More and more, Unmanned Aerial Vehicles (UAVs), are being used across industries to improve overall productivity. This can happen implicitly, as in construction. Here, drones are integrated with existing systems to increase efficiency and thus reduce operating costs. In contrast, drone use in real estate directly drives sales through aerial footage used as a marketing tool.
The most important benefit of commercial drone use, however, is the way in which UAVs can improve safety standards across industries, namely as a tool of inspection, monitoring, and delivery.
While the most popular way in which drones are used for inspection is in insurance claim adjustment, creative thinkers at companies of all sorts are finding ways to use their drone’s eye for detail to make their work safer.
For example, drones are becoming more and more popular for use in the inspection of pipelines and oil rigs to ensure the integrity of these fuel drilling and delivery systems. UAVs are also well suited to aid in or completely replace manned surveys of future construction sites, agricultural maintenance and development.
What is most exciting is how drones are quickly becoming the first in deployment in emergency response and military operations. UAVs, outfitted with streaming capabilities and integrated with software capable of reporting the lay of the land can help these brave men and women mitigate risk.
A drone’s aptitude for increased safety of industry professionals has largely to do with its fundamental ability to fly and for that flight to be controlled remotely. Flight, and more importantly, flight that is initiated with great ease, exponentially increases the speed of various tasks and the associated systems within a given industry.
Regardless of your business, time is money. More importantly, when a company in a high risk industry has aerial imaging capabilities, dangerous manual methods, which can be very costly in liability and human capital, become obsolete.
Today drones are outfitted (at the very least, compatible) with all types of sensors.
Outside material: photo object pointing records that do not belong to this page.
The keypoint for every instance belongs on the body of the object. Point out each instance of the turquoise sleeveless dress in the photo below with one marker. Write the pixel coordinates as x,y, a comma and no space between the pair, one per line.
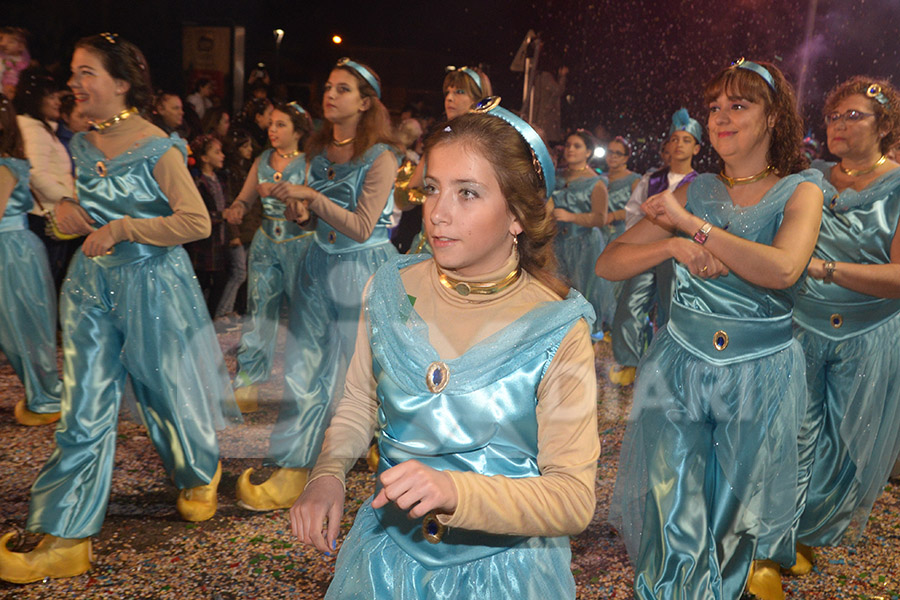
276,254
138,313
578,248
851,434
708,470
483,421
27,298
324,312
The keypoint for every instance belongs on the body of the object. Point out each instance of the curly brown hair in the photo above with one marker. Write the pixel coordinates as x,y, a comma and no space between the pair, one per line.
511,159
373,127
887,116
786,146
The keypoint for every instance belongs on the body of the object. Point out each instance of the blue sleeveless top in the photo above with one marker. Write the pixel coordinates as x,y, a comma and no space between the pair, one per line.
481,415
342,184
730,319
857,227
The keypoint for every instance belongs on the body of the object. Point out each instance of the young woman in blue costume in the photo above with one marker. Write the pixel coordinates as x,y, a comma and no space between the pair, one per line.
579,205
848,322
463,88
27,293
278,247
130,306
479,377
348,204
707,473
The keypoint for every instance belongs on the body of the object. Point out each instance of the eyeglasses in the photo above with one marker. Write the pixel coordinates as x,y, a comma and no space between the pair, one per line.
852,116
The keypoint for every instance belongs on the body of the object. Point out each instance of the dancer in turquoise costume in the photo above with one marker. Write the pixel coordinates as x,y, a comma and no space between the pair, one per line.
848,321
27,294
130,306
479,377
348,204
579,205
278,247
707,473
631,331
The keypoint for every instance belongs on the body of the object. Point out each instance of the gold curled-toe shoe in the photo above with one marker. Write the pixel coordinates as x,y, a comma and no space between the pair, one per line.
200,503
804,562
282,488
53,557
764,580
32,419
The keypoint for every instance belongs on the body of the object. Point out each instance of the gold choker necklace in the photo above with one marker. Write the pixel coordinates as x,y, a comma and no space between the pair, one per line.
464,288
733,181
858,172
125,114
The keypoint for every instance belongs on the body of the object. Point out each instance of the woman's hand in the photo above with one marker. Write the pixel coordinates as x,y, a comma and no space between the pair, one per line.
418,489
562,215
296,211
698,260
72,219
98,243
234,214
319,507
665,210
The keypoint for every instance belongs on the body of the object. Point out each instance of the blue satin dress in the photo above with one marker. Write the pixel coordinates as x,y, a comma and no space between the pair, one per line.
851,434
708,470
138,313
276,254
578,248
483,421
325,312
27,299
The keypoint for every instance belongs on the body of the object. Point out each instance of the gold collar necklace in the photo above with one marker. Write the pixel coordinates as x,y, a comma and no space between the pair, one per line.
858,172
125,114
464,288
733,181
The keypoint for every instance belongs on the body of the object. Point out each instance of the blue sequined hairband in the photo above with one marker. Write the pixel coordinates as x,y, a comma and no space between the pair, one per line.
362,72
471,73
760,70
543,164
874,91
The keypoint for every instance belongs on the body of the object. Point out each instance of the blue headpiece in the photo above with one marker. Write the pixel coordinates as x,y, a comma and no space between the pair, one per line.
743,63
362,72
543,164
682,121
473,75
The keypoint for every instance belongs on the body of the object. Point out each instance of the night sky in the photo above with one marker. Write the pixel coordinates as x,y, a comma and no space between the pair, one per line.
631,63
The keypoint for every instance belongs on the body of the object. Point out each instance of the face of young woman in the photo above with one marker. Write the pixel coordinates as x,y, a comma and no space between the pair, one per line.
98,94
848,138
738,129
577,152
457,101
467,220
281,132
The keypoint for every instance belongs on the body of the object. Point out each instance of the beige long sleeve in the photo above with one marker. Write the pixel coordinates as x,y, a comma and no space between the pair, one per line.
558,502
359,223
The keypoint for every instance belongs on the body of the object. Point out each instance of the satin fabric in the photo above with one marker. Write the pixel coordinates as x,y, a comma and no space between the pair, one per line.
324,313
27,299
851,433
144,319
708,469
483,421
276,254
578,248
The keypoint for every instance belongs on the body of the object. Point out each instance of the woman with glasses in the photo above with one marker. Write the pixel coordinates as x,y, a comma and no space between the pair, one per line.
848,321
579,205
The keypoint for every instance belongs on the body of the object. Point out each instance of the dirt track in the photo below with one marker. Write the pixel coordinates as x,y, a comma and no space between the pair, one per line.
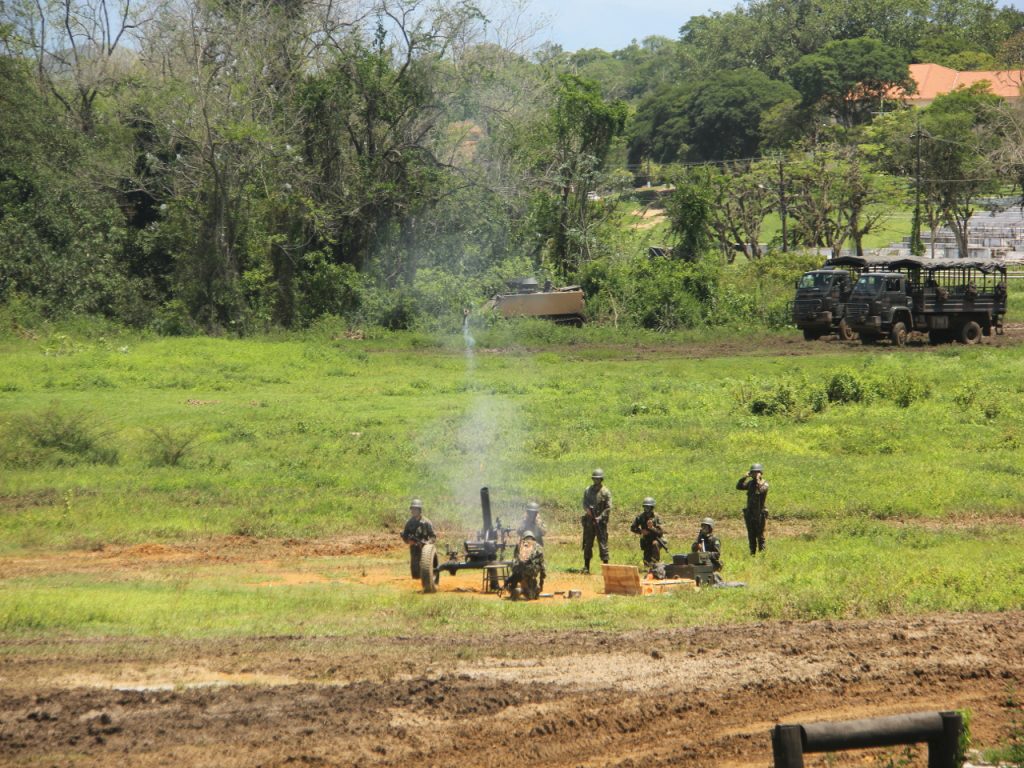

Sensor technology can be integrated with UAVs to report on the physical properties of an inspection site such as corrosion, chemical conditions, gas or liquid leaking, cracks, and more.
Using these tools, consistent monitoring can be done so that professionals are more aware of an issue, or of the potential for a hazard to present itself.
It is reasonable to theorize that when drones are applied to help manage safety, they are poised to kill jobs. For instance, in some industries, work that was once conducted by manned teams of professionals are being replaced by a single UAV.
The truth is, though, that aerial surveys and inspections cannot completely replace these manned teams. Rather, the two will work together.
When a drone remote is in the hand of a trained industry professional with years of practical inspection experience, the drone becomes an invaluable tool, capable of painting a more accurate picture of the environment in which humans will be working. In this way, manned operations like a construction build, for instance, are better prepared, more quickly put into action, and ultimately, safer for everyone involved.